While this study and others¹⁷ quantitatively constrain the magnitudes and timescales of short-term earthquake preconditioning, the spatial distributions, processes, and causal mechanisms remain under-investigated. It has been proposed that short-term preconditioning occurs via near-surface earthquake damage that is rapidly exploited by subsequent rainfall as new failures¹⁷. However, while subsurface seismic velocities have been shown to track coseismic damage and landscape recovery⁴⁴, what controls the spatial distributions of seismically induced landscape damage remains uncertain. Therefore, to investigate the controls on earthquake preconditioning damage, we combine our 2015 monsoon-triggered landslide inventory with Gorkha earthquake USGS ground motion data⁴⁵ to examine how the 2015 excess mass-wasting relates to the Gorkha earthquake PGA and topographic factors. To do this we need to move from regional-scale analysis to localised, grid-scale analyses. Accordingly, we divided our study region into the same 84 grid cells as used for the Z-score analysis (Fig. 6). Then, we calculated ('Methods') for each grid cell the percentage change in 2015 monsoon-triggered mass-wasting relative to that grids non-perturbed mean, and the summed maximum PGA from both the M_w 7.8 Gorkha earthquake main shock and M_w 6.3 aftershock for each grid cell with <10% snow cover (Fig. 7). Surprisingly, this analysis shows no correlation between 2015 mass-wasting and PGA (Fig. 8a). Therefore, does PGA alone induce earthquake preconditioning? As seismic ground motion undergoes amplification when travelling across topographic excesses^46,47,48, earthquake preconditioning may preferentially occur where high PGA is coincident with high excess topography, where excess topography is defined as the volume of rock mass above a landscape’s threshold angle⁴⁹.

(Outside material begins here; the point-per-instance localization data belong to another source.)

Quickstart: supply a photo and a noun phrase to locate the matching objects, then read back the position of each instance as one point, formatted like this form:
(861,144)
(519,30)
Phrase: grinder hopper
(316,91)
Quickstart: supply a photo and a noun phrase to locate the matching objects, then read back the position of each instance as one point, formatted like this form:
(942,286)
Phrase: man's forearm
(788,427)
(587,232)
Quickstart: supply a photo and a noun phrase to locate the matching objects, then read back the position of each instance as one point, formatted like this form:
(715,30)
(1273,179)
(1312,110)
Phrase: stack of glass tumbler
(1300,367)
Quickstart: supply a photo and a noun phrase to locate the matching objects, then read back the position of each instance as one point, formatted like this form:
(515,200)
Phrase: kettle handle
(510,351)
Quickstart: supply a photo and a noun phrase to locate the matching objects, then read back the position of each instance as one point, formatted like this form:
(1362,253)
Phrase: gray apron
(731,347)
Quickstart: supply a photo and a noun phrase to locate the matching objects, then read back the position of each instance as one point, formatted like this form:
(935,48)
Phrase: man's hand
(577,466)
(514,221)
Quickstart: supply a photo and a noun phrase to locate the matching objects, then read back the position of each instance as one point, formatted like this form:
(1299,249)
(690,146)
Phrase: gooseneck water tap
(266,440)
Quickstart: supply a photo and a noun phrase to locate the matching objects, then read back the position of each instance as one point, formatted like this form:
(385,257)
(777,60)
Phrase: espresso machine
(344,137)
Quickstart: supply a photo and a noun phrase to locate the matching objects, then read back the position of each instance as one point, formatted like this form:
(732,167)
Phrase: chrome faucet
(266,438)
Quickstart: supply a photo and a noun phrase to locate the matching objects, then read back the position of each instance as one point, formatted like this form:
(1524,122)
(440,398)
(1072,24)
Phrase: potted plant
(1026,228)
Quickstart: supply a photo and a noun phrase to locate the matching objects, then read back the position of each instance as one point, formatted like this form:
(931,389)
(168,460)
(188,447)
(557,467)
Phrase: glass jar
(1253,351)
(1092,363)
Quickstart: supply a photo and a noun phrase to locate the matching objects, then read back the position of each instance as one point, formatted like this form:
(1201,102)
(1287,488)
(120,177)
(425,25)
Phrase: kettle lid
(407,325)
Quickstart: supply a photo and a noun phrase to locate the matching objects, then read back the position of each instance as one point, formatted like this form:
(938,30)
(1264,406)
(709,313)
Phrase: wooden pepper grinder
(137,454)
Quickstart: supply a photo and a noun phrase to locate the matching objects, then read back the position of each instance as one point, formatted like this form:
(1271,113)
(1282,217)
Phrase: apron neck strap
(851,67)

Fig. 7: The locations of the epicentres of the 2015 M_w 78 Gorkha earthquake main shock, the 2015 M_w 7.3 largest aftershock, the 2011 M_w 6.9 Sikkim earthquake, the 1988 M_w 6.9 Bihar earthquake and the 1934 M_w 8.0 Nepal–Bihar earthquake.

Also shown are the USGS estimated PGA distributions for the 2015 Gorkha main shock, and the 1988 and 2011 events^45,84,85 and the location of possible outlier grid cell 76.

Fig. 8: Correlations between maximum summed PGA and percentage change in monsoon-triggered 2015 mass-wasting.

This is shown for a PGA in the 2015 main shock and largest aftershock. b the summed PGA from a plus the PGA from 2011. c The summed PGA from b plus the PGA from 1988. d The summed PGA from c plus the PGA from 1934. e–h show the same correlations as a–d, but with summed PGAs multiplied by excess topography above a threshold angle of 45°. The linear best fits are shown with ±1 standard error in each case.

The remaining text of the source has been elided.